|Edward John Lanctot 1921-2011|
That’s my Grampa. Wasn’t he handsome? As I have previously mentioned in these posts, he served in the Army National Guard for South Dakota, 147th Field Artillery Battalion, Company E, during World War II.
In November 1941, the 147th was ordered to overseas duty in the Philippines. The regiment was in Hawaii at the end of November. Members of the 147th enjoyed shore leave at Pearl Harbor just days before the Japanese assault. The regiment’s convoy was a week west of Hawaii when the Japanese bombed Pearl Harbor. The attack on Pearl Harbor caused the 147th’s convoy to be rerouted to Australia. For a time during the end of 1941 and the early months of 1942, the 147th was the only major Allied unit stationed in the Darwin area.
|Ed Lanctot with his buddies|
By December 1941, the 2d Battalion joined the full 147th Field Artillery, a National Guard unit from South Dakota, and the two battalions of the 148th Field Artillery, a National Guard unit from Idaho. This filled out the six-battalion artillery brigade initially scheduled to reinforce General MacArthur’s troops in the Philippines. Following the diversion to Australia in late 1941, the 147th Field Artillery had remained at Darwin to reinforce the northern defenses of Australia, while the 2d Battalion, 131st Field Artillery, boarded transports for Java, arriving at Surabaja on 11 January 1942.

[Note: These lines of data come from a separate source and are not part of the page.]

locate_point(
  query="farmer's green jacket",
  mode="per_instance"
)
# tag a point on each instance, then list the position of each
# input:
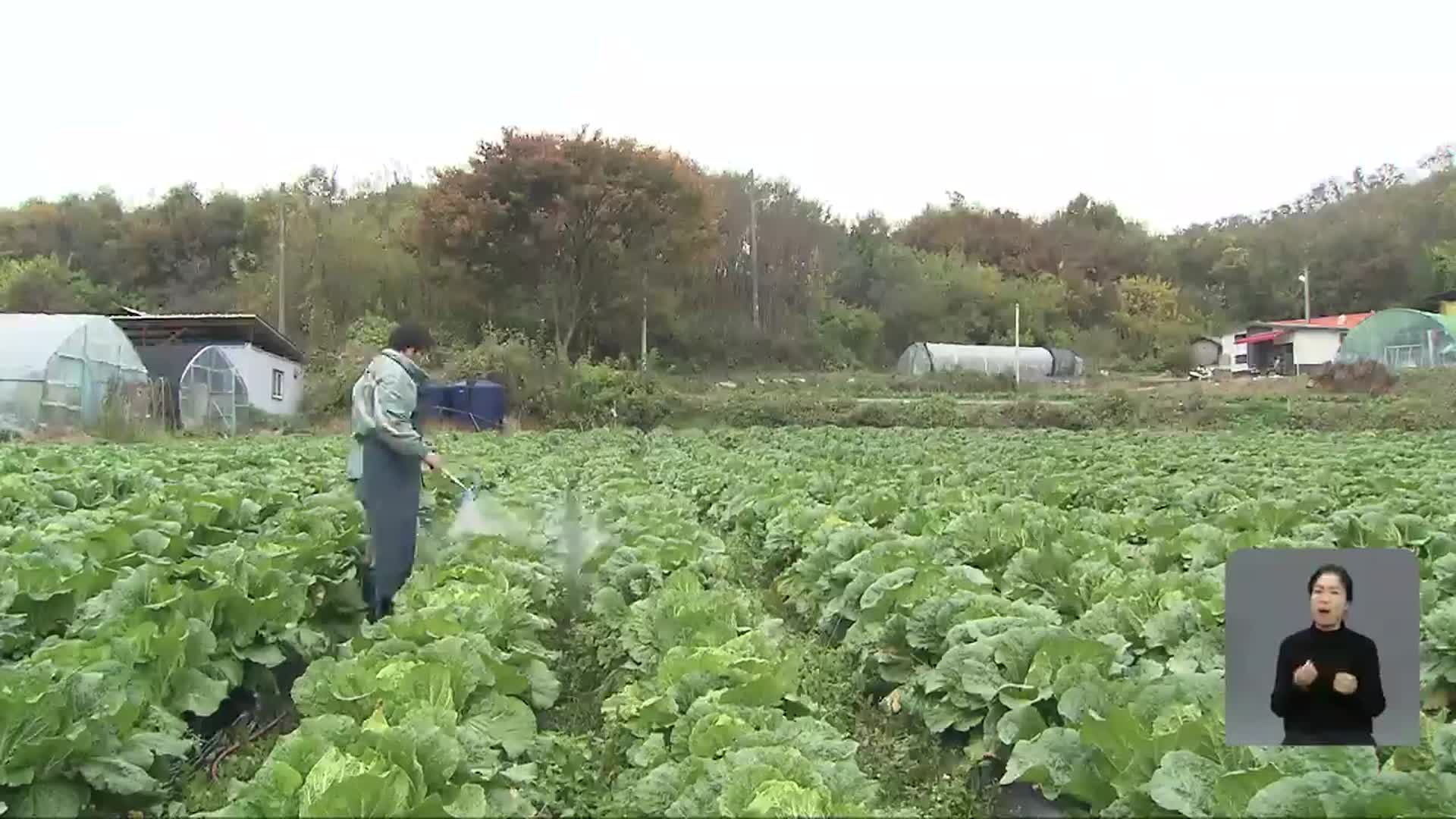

The 147th was reorganized in 1943 into the 147th and 260th Field Artillery Battalions. The 147th was the last field artillery regiment to be reorganized by the Army. The 147th Battalion built a solid record of combat service in New Guinea and the Philippines as part of the 158th Regimental Combat Team. The 260th Battalion spent the rest of the war driving trucks. These two battalions were the only units of the South Dakota National Guard to maintain a specific South Dakota identity during the war.
When Ed returned to the states, he got married, went on a honeymoon, and then he had to report to Ft. Sam Houston for reassignment. From there, he was assigned to Ft. Sill, Oklahoma, and finally Ft. Snelling, Minnesota. Ed eventually reached the rank of First Lieutenant and was discharged from the National Guard in 1944 after three years in the South Pacific.
Ed re-enlisted soon after discharge and was active during the Korean conflict.